For that, she was paid five dollars and fifteen cents an hour, plus a ten-dollar commission on each sale. Three commissions per shift were good. She’d worked there four weeks and made at least five hundred dollars a week. She sometimes earned more, but Vito helped himself to about fifty bucks of her commission each week. That wa
s his reward for paying her in cash. Helen did not want her name in any company computers. She’d be too easy to trace.
She walked home quickly, stretching her sore arms, neck and back, reveling in the warm sun. Survey work was like a vacation after the slamming boiler room calls. She’d make ten to twenty calls an hour, instead of sixty. It was a reward for the top sellers. The well-spoken top sellers. Telemarketers like Taniqua, who started her spiel with, “I wanna ax you a queshun” could make a hundred sales a day, and they’d never get survey duty at a snotty place like Girdner Surveys.
But Helen had a college degree. Helen had once made one hundred thousand dollars a year in a St. Louis corporation.
Then she’d come home early on a balmy day like this and found her husband Rob with her next-door neighbor, Sandy.
They were buck naked on the sun-drenched deck. Sandy was wrapped around her husband like an Ace bandage.
Helen had picked up a crowbar lying nearby and felt the satisfying crunch! That crunch changed her life. Now she was on the run, reduced to dead-end jobs. She felt safe in these awful jobs. No one from her old life would look for her in a boiler room.

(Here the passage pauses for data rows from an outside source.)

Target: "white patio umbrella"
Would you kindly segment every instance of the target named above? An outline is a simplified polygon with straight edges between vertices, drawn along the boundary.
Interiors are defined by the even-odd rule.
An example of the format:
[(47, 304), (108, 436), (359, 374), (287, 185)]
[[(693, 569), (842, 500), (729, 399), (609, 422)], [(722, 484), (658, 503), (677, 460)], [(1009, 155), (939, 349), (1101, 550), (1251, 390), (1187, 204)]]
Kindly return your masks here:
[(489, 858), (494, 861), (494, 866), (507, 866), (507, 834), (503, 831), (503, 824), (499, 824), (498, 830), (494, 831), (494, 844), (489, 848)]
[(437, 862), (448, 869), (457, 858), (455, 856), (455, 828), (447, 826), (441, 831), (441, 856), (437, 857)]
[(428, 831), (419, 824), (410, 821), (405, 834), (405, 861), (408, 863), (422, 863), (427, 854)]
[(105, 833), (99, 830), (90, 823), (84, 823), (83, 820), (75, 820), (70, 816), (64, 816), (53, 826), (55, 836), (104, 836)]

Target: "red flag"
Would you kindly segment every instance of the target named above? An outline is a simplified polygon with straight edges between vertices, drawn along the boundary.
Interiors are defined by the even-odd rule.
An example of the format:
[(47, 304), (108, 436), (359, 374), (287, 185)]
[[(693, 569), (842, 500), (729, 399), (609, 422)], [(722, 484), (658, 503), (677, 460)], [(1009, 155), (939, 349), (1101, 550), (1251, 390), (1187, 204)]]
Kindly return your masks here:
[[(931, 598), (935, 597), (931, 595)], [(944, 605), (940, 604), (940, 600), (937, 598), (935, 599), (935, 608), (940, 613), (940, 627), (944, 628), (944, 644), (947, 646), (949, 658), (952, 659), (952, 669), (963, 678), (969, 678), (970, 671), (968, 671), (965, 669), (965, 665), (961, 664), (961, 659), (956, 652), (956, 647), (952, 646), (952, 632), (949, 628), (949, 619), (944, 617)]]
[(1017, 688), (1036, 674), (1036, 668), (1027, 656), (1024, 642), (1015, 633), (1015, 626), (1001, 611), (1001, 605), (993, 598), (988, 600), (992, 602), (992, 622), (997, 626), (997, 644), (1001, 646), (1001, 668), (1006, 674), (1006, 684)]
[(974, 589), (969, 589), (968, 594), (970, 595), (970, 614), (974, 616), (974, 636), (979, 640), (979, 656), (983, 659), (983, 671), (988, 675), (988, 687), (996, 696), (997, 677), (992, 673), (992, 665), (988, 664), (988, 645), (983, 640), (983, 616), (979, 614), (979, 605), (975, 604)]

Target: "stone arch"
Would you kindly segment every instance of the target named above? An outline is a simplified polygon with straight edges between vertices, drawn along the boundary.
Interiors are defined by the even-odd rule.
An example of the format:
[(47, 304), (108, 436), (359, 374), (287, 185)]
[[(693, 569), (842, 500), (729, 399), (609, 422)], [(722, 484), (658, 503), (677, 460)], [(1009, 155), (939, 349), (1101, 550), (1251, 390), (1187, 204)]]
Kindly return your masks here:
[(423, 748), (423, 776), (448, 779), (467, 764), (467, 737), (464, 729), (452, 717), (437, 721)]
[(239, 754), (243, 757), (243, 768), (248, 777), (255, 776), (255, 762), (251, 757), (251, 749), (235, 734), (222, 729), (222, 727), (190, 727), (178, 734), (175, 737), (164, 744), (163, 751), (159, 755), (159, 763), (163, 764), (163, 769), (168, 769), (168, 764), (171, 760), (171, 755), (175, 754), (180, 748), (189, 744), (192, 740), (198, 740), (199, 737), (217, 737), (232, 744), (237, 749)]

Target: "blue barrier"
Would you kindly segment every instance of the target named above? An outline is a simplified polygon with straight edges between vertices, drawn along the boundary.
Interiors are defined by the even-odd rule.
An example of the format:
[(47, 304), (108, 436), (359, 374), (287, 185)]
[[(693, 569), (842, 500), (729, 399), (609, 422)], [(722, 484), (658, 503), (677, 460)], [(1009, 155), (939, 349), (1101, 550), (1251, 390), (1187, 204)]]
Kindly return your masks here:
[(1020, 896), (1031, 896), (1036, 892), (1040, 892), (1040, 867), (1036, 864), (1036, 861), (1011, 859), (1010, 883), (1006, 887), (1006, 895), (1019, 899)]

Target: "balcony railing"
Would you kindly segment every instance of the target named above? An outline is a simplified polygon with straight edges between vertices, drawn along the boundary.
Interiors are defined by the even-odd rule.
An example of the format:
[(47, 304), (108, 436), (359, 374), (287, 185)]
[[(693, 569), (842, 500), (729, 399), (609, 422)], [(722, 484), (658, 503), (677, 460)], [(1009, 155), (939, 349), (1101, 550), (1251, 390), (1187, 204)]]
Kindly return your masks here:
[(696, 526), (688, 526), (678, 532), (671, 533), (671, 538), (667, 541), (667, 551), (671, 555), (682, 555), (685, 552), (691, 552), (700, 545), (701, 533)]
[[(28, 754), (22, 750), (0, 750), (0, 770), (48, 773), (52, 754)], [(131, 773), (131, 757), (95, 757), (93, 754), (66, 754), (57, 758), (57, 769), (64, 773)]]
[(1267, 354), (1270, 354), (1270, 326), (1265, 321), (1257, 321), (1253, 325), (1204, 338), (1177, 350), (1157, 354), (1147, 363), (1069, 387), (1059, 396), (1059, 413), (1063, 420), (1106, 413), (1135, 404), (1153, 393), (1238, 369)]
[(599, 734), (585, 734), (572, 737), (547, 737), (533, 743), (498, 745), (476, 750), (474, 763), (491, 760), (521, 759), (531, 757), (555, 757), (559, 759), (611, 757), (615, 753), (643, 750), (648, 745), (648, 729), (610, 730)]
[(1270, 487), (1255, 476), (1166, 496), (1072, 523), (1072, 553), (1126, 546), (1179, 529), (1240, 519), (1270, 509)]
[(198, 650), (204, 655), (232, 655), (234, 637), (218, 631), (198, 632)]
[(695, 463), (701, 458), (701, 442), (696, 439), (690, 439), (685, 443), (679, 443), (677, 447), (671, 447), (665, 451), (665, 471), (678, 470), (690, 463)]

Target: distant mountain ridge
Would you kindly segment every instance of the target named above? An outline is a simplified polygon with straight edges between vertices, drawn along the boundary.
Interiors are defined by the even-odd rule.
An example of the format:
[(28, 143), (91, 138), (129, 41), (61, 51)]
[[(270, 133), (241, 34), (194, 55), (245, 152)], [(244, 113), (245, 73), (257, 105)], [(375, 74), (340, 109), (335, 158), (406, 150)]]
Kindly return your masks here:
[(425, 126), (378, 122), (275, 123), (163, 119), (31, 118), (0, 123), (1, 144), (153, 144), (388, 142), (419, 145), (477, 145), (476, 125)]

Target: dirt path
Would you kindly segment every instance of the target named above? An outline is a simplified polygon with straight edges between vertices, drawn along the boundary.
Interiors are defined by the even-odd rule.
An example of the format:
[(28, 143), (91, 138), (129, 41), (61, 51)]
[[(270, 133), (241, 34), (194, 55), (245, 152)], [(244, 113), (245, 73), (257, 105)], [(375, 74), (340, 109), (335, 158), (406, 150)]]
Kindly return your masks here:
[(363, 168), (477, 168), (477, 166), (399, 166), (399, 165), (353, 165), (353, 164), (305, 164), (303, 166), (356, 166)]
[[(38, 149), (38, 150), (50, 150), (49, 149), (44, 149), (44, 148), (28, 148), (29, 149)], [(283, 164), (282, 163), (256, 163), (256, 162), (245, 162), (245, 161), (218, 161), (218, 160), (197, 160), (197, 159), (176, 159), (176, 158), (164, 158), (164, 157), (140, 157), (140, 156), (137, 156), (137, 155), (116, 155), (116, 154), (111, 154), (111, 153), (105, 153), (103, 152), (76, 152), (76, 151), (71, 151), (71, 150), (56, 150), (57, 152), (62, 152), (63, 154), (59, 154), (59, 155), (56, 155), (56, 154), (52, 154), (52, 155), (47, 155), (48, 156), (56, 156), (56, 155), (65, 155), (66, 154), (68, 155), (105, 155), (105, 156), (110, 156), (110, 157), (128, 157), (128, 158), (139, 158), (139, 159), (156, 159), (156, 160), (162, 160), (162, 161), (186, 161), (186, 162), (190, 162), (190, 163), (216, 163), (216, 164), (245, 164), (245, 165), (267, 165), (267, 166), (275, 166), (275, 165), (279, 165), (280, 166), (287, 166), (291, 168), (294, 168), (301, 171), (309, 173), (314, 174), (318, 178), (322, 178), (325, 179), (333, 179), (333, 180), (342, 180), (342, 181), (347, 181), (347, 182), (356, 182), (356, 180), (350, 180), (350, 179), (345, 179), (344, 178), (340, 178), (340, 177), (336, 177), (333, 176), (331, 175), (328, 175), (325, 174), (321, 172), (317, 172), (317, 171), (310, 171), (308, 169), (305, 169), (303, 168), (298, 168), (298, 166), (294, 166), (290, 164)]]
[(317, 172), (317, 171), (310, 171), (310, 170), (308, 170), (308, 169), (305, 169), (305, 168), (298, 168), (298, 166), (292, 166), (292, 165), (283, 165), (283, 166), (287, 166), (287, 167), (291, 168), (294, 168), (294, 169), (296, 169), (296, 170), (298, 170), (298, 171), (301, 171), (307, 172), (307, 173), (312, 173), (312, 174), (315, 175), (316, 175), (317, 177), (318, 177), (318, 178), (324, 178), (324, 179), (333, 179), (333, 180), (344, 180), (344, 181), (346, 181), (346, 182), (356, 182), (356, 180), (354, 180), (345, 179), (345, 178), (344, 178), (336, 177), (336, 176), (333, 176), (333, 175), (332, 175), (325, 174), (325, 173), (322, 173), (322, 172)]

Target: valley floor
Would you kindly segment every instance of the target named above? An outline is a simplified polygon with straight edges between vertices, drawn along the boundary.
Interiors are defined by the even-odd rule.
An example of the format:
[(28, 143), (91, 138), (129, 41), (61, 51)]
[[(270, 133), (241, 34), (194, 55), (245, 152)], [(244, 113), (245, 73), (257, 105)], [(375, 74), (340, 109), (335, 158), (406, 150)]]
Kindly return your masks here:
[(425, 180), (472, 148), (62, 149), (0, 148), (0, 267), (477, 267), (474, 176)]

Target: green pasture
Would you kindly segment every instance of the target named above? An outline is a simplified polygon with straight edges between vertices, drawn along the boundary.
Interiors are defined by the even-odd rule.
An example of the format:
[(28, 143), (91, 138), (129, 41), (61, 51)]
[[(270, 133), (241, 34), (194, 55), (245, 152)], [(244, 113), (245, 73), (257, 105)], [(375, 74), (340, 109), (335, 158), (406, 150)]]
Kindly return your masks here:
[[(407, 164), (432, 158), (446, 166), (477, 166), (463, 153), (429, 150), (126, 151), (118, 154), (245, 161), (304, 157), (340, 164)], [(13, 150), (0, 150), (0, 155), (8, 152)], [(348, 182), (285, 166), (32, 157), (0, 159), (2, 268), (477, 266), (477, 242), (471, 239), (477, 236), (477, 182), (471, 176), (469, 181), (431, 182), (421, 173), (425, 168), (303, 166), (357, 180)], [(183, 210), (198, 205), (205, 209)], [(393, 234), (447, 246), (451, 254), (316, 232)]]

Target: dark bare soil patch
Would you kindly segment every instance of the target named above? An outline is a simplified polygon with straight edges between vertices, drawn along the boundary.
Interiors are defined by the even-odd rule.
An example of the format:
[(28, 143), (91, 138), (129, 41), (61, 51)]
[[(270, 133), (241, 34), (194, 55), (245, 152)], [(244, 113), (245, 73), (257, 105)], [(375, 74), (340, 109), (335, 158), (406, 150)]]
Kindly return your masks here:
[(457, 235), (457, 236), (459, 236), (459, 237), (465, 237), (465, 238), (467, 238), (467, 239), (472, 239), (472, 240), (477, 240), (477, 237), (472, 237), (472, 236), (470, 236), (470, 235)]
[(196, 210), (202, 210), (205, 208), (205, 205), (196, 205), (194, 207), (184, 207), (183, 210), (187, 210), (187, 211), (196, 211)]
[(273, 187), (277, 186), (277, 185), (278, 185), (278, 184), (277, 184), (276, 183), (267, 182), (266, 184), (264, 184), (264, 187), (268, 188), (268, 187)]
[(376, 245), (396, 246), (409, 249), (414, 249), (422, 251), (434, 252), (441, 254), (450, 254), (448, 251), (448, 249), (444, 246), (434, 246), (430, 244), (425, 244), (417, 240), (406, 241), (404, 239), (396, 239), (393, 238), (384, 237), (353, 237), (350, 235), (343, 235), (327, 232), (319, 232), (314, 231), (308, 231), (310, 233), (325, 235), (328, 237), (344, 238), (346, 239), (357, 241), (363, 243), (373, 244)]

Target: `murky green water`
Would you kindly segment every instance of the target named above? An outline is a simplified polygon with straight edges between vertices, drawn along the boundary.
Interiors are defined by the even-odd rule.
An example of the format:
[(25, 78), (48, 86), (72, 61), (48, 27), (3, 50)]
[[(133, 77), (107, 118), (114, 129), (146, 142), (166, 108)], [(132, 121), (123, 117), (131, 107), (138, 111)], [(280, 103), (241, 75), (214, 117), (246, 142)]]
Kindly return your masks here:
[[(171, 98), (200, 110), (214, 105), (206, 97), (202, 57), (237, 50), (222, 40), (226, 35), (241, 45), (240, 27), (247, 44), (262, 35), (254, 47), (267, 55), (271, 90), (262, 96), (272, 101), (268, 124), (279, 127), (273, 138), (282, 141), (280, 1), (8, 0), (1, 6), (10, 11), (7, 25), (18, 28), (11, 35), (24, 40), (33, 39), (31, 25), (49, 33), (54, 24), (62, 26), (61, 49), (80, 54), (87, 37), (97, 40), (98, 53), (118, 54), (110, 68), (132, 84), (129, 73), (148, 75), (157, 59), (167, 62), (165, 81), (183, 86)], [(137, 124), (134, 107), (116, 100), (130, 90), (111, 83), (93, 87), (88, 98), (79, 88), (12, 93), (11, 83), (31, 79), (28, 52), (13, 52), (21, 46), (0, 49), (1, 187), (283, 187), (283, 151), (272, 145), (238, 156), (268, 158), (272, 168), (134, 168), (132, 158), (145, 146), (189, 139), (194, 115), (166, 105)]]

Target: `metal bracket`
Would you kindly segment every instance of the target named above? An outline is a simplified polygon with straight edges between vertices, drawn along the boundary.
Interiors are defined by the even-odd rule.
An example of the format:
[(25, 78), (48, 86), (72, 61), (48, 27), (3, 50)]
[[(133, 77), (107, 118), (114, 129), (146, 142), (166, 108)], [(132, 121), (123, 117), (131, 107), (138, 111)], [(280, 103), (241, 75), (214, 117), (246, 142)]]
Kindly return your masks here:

This job was a fifteen-minute walk from the Coronado Tropic Apartments, where she lived. Helen loved the swooping Art Deco curves of the old white and turquoise building.
On her days off, she sat out by the pool, drinking wine and watching the purple bougainvillea blossoms float on the water.
Her landlady, Margery Flax, must have heard her walking by. She opened her door and called, “Come join me for lunch by the pool.”
Helen was happy to forego the scrambled eggs she’d planned to eat. Especially when she saw the spinach salad on the picnic table. It had fat slices of chicken and avocado and lots of crumbled blue cheese. There were hot pumpernickel rolls and chocolate-covered strawberries.
Margery was opening a bottle of wine that had a real cork.